# This implementation is slow because GPU is not used

In [1]:
import numpy as np
import mnist # pip install mnist
import utils
import operations as op

# Configure

In [2]:
# Note:
np.random.seed(0)
batch_size = 100
total_iteration = 500

lr = 0.1 # learning rate
weight_decay = 0.0001
optimizer = 'gradient_descent'  # optional: momentum

# Define CNN model

In [3]:
# Note:
# Define CNN model modified from LeNet5
# os.FC : fully connected layer 

# Usage
# op.Convolution(kernel_size, channel_in, channel_out, stride, use_bias)
# op.Pooling(kernel_size, stride, pooling_type=['average' or 'max'])
# os.FC(node_in, node_out, use_bias)
model_np = [op.Convolution(3, 1, 2, 1, False),
            op.BatchNormalization(),
            op.ReLU(),

            op.Pool(3, 2, 'average'),
            op.ReLU(),

            op.Convolution(3, 2, 4, 1, False),
            op.BatchNormalization(),
            op.ReLU(),

            op.Pool(3, 2, 'average'),
            op.ReLU(),

            op.Convolution(3, 4, 128, 1, False),
            op.BatchNormalization(),
            op.ReLU(),

            op.FC(512, 32, False),
            op.BatchNormalization(),
            op.ReLU(),

            op.FC(32, 10, False)]
softmax_np = op.Softmax()
loss_np = op.CrossEntropy()  # loss
cost_np = op.Cost()

# Train

In [4]:
# prepare train data
train_images = mnist.train_images()
train_labels = mnist.train_labels()

args = {'lr': lr, 'is_train': True, 'optimizer': optimizer, 'weight_decay': weight_decay}
for iteration in range(total_iteration):
    random_indices = np.random.randint(0, len(train_images), batch_size)
    x_np = np.expand_dims(train_images[random_indices, ::] / 255.0, 3).astype(np.float32)
    y_np = utils.one_hot_encode(train_labels[random_indices], 10)
    args['y'] = y_np

    # forward
    out_np = x_np
    l2_loss = 0
    for layer in model_np:
        layer.forward(out_np, args)
        try:
            l2_loss += layer.l2_los
        except AttributeError:
            pass
        out_np = layer.value
    softmax_np.forward(out_np, args)
    loss_np.forward(softmax_np.value, args)
    cost_np.forward(loss_np.value, l2_loss)
    pred_np = np.argmax(model_np[-1].value, 1)
    accuracy_np = np.mean(pred_np == np.argmax(y_np, 1))
    
    # backward
    cost_np.backward()
    loss_np.backward(cost_np.grads)
    softmax_np.backward(loss_np.grads)
    grads_np = softmax_np.grads
    for layer in model_np[::-1]:
        layer.backward(grads_np, args)
        grads_np = layer.grads
    if (iteration+1) % 50 == 0:
        print("iter:%04d | cost:%.3f,  accuracy:%.2f" % (iteration+1, cost_np.value, accuracy_np))

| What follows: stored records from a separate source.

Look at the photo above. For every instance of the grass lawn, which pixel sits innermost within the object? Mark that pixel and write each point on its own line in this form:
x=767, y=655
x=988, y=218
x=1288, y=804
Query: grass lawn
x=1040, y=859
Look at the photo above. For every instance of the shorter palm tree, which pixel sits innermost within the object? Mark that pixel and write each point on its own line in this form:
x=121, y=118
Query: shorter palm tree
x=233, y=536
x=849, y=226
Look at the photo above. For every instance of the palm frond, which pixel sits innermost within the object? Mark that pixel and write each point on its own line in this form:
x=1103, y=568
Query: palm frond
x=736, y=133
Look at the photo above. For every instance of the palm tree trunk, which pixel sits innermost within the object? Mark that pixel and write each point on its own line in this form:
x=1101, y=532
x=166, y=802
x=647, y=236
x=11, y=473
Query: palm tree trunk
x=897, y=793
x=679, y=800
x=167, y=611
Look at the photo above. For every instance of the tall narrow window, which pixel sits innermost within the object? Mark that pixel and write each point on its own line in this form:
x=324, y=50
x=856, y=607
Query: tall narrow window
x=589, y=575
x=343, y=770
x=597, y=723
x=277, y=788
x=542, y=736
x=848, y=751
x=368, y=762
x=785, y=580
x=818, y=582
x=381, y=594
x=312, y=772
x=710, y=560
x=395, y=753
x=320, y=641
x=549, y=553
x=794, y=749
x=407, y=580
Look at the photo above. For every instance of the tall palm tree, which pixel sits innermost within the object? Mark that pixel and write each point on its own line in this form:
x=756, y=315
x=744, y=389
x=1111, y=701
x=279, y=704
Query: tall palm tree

iter:0050 | cost:0.285,  accuracy:0.95
iter:0100 | cost:0.256,  accuracy:0.94
iter:0150 | cost:0.199,  accuracy:0.93
iter:0200 | cost:0.188,  accuracy:0.95
iter:0250 | cost:0.132,  accuracy:0.97
iter:0300 | cost:0.172,  accuracy:0.94
iter:0350 | cost:0.094,  accuracy:0.98
iter:0400 | cost:0.085,  accuracy:0.97
iter:0450 | cost:0.141,  accuracy:0.96
iter:0500 | cost:0.086,  accuracy:0.99


# Test

In [5]:
# prepare test data
test_images = mnist.test_images()
test_labels = mnist.test_labels()
correctness = 0.0
args['is_train'] = False # to use moving mean and variance
for i, (test_img, test_label) in enumerate(zip(test_images, test_labels)):
    x_np = (test_img.reshape([1, 28, 28, 1]) / 255.0).astype(np.float32)
    y_np = utils.one_hot_encode(test_label.reshape(1, 1), 10)
    # forward
    out_np = x_np
    for layer in model_np:
        layer.forward(out_np, args)
        out_np = layer.value
    pred_np = np.argmax(out_np, 1)
    correctness += np.sum(pred_np == test_label)
    if (i+1) % 1000 == 0:
        print("Testing (%05d/%05d)"%(i+1, len(test_images)))
print("accuracy: %.3f" % (correctness / len(test_images)))

Testing (01000/10000)
Testing (02000/10000)
Testing (03000/10000)
Testing (04000/10000)
Testing (05000/10000)
Testing (06000/10000)
Testing (07000/10000)
Testing (08000/10000)
Testing (09000/10000)
Testing (10000/10000)
accuracy: 0.966